Comcast Lift Zones Make Distance Learning Possible at the Boys & Girls Clubs of Greater Houston

a masked student working on a laptop computer

When the COVID-19 pandemic closed schools across America last year, the Boys & Girls Clubs of Greater Houston kept their doors open so that young people could have safe places to continue their classroom learning online while their parents worked. But the clubs faced a big challenge. Not all their spaces were equipped with internet connectivity aside from their technology labs. With social distancing measures and safety protocols being paramount, the clubs needed to utilize every room possible to keep kids in pods and to give every child the ability to connect to their classrooms virtually. This is where the clubs’ long-time relationship with Comcast in the area helped to not only overcome this obstacle, but to set up kids for virtual learning for the long haul. 
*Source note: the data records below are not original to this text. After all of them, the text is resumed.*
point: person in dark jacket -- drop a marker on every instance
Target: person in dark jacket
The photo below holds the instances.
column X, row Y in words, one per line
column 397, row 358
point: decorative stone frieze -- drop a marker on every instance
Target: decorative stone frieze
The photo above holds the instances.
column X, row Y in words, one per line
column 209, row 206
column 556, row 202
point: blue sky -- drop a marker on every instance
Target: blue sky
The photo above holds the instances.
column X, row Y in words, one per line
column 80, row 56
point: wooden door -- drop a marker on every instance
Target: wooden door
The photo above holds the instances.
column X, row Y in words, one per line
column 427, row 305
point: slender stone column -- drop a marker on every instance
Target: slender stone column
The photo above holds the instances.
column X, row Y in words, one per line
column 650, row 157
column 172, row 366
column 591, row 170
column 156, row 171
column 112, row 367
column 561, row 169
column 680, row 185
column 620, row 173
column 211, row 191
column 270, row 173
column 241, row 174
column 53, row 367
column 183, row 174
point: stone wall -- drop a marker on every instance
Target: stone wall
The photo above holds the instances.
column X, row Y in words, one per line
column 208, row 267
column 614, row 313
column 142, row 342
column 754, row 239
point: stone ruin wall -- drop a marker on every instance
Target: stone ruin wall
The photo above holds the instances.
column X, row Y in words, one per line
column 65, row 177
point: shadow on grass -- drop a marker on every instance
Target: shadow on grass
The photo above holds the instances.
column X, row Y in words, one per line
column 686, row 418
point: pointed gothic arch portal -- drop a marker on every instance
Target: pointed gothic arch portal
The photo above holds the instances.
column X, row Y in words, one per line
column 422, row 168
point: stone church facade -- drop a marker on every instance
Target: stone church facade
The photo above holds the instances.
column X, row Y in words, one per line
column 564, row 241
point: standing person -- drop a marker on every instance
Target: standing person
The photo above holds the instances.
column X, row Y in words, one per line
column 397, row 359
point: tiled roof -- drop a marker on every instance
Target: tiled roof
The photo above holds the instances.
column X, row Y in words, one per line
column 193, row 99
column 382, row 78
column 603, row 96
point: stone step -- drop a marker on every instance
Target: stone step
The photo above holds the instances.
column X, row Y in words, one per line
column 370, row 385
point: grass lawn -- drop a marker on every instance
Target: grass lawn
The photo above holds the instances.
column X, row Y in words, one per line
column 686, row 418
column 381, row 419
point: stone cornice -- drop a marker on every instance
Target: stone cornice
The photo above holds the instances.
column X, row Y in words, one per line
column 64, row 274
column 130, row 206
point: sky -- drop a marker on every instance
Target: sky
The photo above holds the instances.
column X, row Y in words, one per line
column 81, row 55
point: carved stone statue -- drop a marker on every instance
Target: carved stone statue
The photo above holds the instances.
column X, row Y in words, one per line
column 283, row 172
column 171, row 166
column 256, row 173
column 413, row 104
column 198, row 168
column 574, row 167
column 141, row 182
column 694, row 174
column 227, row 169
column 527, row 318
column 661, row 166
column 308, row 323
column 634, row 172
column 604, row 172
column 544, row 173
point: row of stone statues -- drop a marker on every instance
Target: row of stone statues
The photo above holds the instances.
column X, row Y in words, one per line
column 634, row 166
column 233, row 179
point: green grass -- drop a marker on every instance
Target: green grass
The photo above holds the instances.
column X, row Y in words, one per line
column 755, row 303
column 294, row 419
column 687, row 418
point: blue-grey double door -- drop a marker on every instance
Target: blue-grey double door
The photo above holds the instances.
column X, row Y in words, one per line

The timing couldn’t have worked out better as Comcast had just announced a $1 billion multiyear initiative to close the digital divide, and as part of that commitment, the internet service provider announced it would install over 1,000 Lift Zones throughout the country. Comcast Lift Zones offer robust Wi-Fi access in community locations including small businesses, parks, nonprofits, and neighborhood hubs that serve vulnerable populations.

After seeing that the Boys & Girls Clubs of Greater Houston fit the criteria that Comcast was looking for to help connect as many people as possible to high-speed internet, Comcast Sr. Director of Government Affairs in the Houston region Melinda Little reached out to invite the organization to become an official Lift Zone partner. “We guaranteed to do this for three years,” said Little. “And these Lift Zones are powered by Comcast Business Internet and a set of security solutions based on the unique connectivity needs of each location. They were set up to ensure that when people get online, they are very secure.”

“Comcast stepped up to fill a gap,” said Boys & Girls Clubs of Greater Houston President & CEO Kevin Hattery. “The Comcast Lift Zones gave us the opportunity to ensure the entire footprint [in a club] was covered so that places like the gymnasium, where you never thought could be used as a learning space, could now be used that way.”

Indy Barnes is a parent who benefited from being able to send her twin sons to their club location all of last year while she worked during the day. “It was a blessing for them to be able to attend the club when their school was closed,” said Barnes. “It became a learning environment, and the kids were able to adapt to it.” It also helped that Barnes trusted the club’s staff to look after the health and safety of her kids. “My sons are also a lot more tech-savvy now,” she added about their experience from the past year.

That trust that community members have with the club’s staff is an important component behind the success of Comcast’s internet adoption programs and services. Comcast External Communications Manager for the Houston Region Misha McClure explained that neighborhood organizations like the Boys & Girls Clubs of Greater Houston know the needs of their communities best because they are out there interacting with families every day, and serve as communications vehicles when it comes to informing them about Internet Essentials—Comcast’s successful broadband adoption program—and initiatives like the Lift Zones. It’s why the Boys & Girls Club of Greater Houston is such a valuable partner for Comcast. “When you leverage strong relationships within a community like this, it makes all the difference in the world,” said McClure. These relationships are even more important in areas like greater Houston. The Boys & Girls Clubs of Greater Houston serve over 30,000 kids each year, with over 98% coming from low-income households and 96% being youth of color. 

And while the clubs are now back to operating as after-school programs since many schools have resumed in-person classes, the Comcast Lift Zones will continue to offer robust internet connectivity so that school-aged kids, like the Barnes twins, can go online at the end of the school day to complete their homework or to go back to virtual learning if necessary. As the lessons of the past year have gleaned, the need for a high-speed internet connection is not going away. With more partnerships like the ones forged between the Boys & Girls Clubs of Greater Houston and Comcast, communities can be better equipped to serve the unique needs of their communities—even during the most vulnerable of times.